Most armed groups involved in human smuggling and trafficking in Libya have links to the country’s official security institutions, sanctions experts said in a confidential report to a U.N. Security Council committee seen by Reuters on Wednesday.
People smugglers operating with impunity in Libya have sent hundreds of thousands of migrants to Europe, mainly Italy, by sea since 2014. Thousands have died during the voyages.
“Armed groups, which were party to larger political-military coalitions, have specialised in illegal smuggling activities, notably human smuggling and trafficking,” experts reported to the 15-member Security Council committee. They said most of these armed groups “were nominally affiliated to official security institutions.”

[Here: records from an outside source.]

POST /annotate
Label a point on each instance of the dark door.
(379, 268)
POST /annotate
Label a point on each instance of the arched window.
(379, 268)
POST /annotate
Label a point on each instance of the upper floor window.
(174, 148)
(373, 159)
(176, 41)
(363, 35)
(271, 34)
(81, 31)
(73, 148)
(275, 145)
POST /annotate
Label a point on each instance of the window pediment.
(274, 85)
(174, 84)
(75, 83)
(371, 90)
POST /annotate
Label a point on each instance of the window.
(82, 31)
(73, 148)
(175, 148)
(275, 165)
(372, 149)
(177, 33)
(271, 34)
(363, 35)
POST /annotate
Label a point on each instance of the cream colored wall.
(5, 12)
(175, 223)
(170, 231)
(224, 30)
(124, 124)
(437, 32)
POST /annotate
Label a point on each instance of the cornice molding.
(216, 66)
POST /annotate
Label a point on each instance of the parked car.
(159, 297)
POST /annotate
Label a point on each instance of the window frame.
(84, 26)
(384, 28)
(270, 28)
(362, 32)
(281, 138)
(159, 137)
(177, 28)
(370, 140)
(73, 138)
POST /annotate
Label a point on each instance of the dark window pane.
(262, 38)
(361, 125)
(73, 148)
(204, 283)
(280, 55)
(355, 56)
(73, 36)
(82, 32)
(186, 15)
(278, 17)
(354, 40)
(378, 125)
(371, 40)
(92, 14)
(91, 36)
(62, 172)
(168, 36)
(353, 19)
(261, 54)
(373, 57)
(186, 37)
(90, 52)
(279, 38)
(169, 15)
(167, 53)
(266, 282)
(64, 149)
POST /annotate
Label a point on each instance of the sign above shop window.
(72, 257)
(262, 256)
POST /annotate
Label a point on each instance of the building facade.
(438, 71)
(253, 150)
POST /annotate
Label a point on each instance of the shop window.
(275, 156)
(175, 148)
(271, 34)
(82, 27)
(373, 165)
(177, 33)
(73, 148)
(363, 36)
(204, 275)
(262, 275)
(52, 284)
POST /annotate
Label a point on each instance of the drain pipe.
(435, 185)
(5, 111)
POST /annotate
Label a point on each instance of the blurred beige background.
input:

The experts were reporting on an arms embargo and targeted sanctions that the U.N. Security Council imposed on Libya in 2011 when former leader Muammar Gaddafi’s forces cracked down on pro-democracy protesters.
Eritrean migrants told the sanctions monitors they had been arrested by the Special Deterrence Force (SDF), which is an armed group affiliated with the internationally recognised Government of National Accord’s Ministry of Interior, the report said.

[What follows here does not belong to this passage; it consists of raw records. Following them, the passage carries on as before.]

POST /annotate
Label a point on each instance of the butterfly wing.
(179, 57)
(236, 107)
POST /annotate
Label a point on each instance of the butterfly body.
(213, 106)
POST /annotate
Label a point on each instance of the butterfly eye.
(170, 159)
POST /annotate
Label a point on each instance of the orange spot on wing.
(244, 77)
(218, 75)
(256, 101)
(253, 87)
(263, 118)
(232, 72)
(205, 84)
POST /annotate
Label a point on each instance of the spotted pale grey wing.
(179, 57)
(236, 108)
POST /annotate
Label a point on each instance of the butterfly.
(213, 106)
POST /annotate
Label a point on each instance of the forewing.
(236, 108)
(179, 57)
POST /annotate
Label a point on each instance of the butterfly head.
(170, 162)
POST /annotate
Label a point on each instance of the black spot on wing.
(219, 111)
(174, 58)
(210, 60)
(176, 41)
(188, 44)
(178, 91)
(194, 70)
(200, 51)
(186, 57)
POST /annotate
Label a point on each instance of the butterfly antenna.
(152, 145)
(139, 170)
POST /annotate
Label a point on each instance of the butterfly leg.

The migrants said the Special Deterrence Force handed them to various smuggling rings. “The panel is assessing whether the SDF’s leadership was aware of collusion and trafficking being conducted within its ranks,” the sanctions monitors wrote.

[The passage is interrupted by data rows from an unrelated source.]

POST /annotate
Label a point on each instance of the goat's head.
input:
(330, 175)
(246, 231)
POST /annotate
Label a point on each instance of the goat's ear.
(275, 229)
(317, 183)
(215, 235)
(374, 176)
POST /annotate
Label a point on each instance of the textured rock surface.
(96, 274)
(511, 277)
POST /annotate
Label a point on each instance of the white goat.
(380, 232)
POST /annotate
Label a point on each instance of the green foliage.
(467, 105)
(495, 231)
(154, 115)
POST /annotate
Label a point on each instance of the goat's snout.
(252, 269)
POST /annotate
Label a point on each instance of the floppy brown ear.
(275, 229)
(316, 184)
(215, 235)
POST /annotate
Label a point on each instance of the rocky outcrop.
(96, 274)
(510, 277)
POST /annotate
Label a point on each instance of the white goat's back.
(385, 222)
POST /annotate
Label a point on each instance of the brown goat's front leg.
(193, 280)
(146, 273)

They also noted: “The panel is concerned over the possible use of state facilities and state funds by armed groups and traffickers to enhance their control of migration routes.”
The SDF denied the allegations. The force “has nothing to do with smuggling”, SDF spokesman Ahmad Bin Salem told Reuters in a written statement. “It is fighting illegal immigration and has arrested many smugglers”, he said.
International agencies told the sanctions monitors that Libya’s Directorate Combating Illegal Migration had no control over its 24 detention centres. Migrants told the U.N. monitors that local armed groups controlled the centres they stayed in.
So far this year, just over 3,500 migrants are recorded to have crossed from Libya to Italy, about 60 percent fewer than during the same period last year, according the Italian Interior Ministry.
Libya descended into chaos after a NATO-backed uprising in 2011 led to the overthrow and killing of Gaddafi, with two competing governments backed by militias scrambling for control of the oil-producing country.
“Foreign fighters and armed groups, moving in and out of Libya, exploit the uncontrolled proliferation of arms and related material in Libya resulting in regular violations of the (U.N.) arms embargo,” the sanctions monitors said.